Because the illness can be precipitated by certain electrolyte abnormalities, digitalis glycoside, or drugs, specific test results and a complete treatment history will be reviewed when determining your eligibility for disability payments.
The Social Security Administration (SSA) requires documentation to support your claim, including the results of a complete physical examination, the results of any heart/cardiovascular tests performed, any medical imaging tests performed, and the results of an exercise tolerance test, if one was administered. All test results should be current, which normally means within the last twelve months.
The SSA may occasionally demand extra testing. If the SSA instructs you to undergo additional testing, be sure to keep all appointments on time or to reschedule immediately if you are unable to make a particular session.
Tips on Applying for SSDI Benefits Regarding Recurrent Arrhythmias
Even if you have a significant disorder such as Recurrent Arrhythmia, receiving Social Security Disability benefits is not a given. To be seen as eligible for benefits, you must demonstrate unequivocally that your condition precludes you from participating in any type of substantial gainful work. This category comprises employment that is strenuous, mild, and inactive.
Representation by a Social Security disability attorney who is familiar with the SSA’s application process will significantly boost your chances of receiving benefits from the SSA. Over 70% of the time, unrepresented claimants are refused benefits, at least during the initial claims procedure.
Although it is preferable to be represented from the start of your disability claim, if you submitted your claim on your own and were refused benefits, a Social Security disability lawyer can still assist you during the appeals process.
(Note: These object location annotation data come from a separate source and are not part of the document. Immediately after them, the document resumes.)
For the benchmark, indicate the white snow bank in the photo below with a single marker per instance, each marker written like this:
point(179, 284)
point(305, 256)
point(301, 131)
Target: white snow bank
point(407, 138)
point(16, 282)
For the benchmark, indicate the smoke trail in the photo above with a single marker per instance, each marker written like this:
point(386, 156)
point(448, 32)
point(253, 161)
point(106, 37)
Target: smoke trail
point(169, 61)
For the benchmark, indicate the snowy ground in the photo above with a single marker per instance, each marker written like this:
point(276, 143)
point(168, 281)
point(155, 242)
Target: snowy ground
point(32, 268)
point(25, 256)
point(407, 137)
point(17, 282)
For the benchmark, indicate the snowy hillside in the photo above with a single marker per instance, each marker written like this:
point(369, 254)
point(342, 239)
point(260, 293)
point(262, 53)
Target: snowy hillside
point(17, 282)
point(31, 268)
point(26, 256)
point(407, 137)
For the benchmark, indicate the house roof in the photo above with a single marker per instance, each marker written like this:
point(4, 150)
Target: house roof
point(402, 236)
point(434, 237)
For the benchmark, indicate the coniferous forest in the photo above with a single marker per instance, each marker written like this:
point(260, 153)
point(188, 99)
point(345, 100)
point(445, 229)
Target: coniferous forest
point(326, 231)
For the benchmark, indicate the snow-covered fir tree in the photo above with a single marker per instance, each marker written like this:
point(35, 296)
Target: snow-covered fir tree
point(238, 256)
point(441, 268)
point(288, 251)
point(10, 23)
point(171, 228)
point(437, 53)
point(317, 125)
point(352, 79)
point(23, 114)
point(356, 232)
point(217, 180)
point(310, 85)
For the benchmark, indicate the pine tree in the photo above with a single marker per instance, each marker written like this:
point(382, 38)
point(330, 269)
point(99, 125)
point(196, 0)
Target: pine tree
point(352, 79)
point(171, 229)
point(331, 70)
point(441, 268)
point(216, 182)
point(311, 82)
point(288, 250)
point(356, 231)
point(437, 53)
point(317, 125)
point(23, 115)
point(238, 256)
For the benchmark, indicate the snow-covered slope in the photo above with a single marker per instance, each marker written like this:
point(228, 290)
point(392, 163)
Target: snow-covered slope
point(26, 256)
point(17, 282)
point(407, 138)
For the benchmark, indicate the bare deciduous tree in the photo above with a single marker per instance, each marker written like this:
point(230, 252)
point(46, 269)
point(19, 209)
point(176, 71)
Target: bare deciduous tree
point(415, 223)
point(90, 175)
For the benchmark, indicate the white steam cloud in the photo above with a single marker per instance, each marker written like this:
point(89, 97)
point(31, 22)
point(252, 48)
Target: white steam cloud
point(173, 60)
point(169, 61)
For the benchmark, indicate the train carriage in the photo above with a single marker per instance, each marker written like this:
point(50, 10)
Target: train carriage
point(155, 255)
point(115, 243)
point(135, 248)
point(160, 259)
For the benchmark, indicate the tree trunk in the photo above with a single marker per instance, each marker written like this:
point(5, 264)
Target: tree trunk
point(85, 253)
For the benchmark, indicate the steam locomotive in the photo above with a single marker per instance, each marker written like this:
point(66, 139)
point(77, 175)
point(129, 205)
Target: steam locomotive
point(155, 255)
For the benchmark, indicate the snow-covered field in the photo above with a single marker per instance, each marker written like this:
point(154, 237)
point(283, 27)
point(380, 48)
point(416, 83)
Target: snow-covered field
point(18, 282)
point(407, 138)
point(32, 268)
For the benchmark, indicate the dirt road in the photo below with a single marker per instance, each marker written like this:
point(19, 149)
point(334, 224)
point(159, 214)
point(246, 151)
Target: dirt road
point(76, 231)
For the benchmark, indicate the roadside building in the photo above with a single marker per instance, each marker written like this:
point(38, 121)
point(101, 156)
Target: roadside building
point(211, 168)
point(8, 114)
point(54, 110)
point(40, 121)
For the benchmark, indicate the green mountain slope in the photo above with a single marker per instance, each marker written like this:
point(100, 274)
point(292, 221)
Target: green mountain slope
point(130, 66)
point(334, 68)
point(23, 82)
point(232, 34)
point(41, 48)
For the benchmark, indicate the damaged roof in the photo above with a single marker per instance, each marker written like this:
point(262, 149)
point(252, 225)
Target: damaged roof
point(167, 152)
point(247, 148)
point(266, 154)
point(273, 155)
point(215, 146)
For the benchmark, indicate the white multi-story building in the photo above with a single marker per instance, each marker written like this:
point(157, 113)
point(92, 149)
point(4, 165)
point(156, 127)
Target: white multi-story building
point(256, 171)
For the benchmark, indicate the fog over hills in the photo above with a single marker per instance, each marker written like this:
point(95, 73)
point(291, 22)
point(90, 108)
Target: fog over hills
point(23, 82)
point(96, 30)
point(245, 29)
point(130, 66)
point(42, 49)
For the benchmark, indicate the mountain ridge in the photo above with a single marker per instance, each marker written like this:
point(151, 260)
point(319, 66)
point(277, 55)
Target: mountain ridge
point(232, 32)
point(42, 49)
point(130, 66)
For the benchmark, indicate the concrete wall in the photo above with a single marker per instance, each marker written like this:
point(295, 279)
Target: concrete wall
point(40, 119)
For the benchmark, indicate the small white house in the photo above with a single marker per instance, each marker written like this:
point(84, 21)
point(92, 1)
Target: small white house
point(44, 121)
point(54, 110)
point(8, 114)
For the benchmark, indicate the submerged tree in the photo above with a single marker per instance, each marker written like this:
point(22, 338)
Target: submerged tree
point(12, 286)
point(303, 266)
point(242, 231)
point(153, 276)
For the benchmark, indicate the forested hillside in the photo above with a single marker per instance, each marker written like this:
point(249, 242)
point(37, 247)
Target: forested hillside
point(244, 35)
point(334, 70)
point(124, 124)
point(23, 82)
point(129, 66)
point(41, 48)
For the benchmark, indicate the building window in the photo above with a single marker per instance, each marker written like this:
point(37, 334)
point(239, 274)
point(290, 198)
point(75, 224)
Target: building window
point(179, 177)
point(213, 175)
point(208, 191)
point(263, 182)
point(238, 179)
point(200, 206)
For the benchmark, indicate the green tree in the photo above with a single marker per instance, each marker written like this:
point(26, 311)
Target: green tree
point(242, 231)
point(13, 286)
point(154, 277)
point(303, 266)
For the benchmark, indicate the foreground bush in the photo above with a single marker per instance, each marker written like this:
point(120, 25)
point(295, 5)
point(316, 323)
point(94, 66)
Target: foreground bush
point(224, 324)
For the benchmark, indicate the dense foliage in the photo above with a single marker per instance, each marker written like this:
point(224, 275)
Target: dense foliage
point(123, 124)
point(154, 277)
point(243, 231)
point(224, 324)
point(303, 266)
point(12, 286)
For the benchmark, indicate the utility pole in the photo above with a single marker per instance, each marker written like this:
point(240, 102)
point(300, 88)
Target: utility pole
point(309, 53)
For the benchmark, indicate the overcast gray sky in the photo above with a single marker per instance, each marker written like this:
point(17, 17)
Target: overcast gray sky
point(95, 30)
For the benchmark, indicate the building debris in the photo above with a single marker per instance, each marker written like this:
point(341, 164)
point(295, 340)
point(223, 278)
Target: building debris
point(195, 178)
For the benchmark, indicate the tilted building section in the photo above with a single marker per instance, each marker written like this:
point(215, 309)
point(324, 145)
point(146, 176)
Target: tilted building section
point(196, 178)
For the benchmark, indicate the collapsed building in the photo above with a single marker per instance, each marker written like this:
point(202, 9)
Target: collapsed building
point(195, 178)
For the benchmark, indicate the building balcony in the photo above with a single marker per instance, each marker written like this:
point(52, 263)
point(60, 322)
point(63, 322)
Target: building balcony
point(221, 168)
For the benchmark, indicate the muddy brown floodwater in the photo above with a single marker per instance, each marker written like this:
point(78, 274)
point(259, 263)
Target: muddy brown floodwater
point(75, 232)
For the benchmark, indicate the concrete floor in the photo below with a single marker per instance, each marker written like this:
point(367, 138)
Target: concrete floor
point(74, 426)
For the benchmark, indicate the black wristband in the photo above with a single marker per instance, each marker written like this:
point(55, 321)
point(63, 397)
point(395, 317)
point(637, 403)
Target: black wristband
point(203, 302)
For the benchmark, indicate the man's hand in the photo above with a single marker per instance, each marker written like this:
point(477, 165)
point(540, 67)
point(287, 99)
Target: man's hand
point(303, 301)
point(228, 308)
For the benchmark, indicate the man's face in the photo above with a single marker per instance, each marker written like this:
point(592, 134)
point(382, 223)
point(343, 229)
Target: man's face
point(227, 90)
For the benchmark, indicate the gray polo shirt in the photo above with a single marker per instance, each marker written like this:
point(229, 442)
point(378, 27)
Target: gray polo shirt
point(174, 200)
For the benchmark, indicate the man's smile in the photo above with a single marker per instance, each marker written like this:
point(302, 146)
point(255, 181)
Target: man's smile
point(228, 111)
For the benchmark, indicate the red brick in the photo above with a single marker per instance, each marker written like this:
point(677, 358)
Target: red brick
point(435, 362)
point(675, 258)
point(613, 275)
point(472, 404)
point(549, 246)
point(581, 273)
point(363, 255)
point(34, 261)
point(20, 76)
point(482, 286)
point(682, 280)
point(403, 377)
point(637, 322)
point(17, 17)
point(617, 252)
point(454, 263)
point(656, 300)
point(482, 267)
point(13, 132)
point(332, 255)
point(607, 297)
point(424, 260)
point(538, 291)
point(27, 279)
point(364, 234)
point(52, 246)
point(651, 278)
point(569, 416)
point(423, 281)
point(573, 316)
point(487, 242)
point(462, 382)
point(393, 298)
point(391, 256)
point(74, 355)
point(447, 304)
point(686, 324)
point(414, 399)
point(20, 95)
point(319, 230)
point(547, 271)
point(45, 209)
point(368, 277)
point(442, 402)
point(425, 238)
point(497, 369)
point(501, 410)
Consultation with a Social Security Disability attorney is free, as an attorney is compensated only if your claim is successful and you receive disability payments. When your claim is approved, your attorney will be compensated directly from a percentage of the back pay gifted to you by the Social Security Administration.
If you suffer from recurrent arrhythmia and would want to speak with a Social Security Disability attorney about applying for benefits, complete a free disability evaluation today.